インターネットから始まる、新しい映画のつくり方 #1 書籍編 (5/7ページ)
非道に生きる

映画監督・園子温さんの初の書籍です。この本に書かれているのは、脚本術でも、映画術でもありません。彼がいままで歩んできた道を辿りながら、彼自身の考える映画づくりの「思想」そして「姿勢」について書かれています。
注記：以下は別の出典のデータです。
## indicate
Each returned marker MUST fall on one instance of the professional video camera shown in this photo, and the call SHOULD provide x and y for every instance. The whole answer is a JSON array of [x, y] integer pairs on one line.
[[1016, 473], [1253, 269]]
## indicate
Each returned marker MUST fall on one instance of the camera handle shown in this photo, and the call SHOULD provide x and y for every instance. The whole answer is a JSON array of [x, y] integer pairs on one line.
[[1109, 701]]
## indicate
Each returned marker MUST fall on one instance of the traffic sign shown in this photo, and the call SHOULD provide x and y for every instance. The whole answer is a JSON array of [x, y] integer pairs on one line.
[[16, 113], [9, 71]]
決して映画監督として順風満帆な道のりを歩んできたわけではなく、それ以上に彼の経験そのものが「映画」というろ過装置を通して可視化/可聴化されているだけなのだと気付きました。だからこそ、園子温さんはエンターテイメントとして成立しながら、どこかバイオレンスで現実味を帯びた映画を作れるのだと思います。つまり、「映画を学ぶこと」よりも「あなたが何を経験したか」が大事なのです。スティーブン・スピルバーグさんはかつてインタビューでこう答えています。
物語に真実味を出すには、自分が経験したことに基づくものが必要だ。そして観客もそういうところに魅力を感じるだろうし、私もそう感じる。
『A.I.』“スティーブン・スピルバーグ監督”サテライト会見レポート! - UNZIP
あなたが日常でなにかを経験しなければ、映画はつくれません。逆に、あなたが生活の中で経験したことから、映画は生み出されます。映画のつくり方云々よりも先にやることがあるのだと気づかされる一冊です。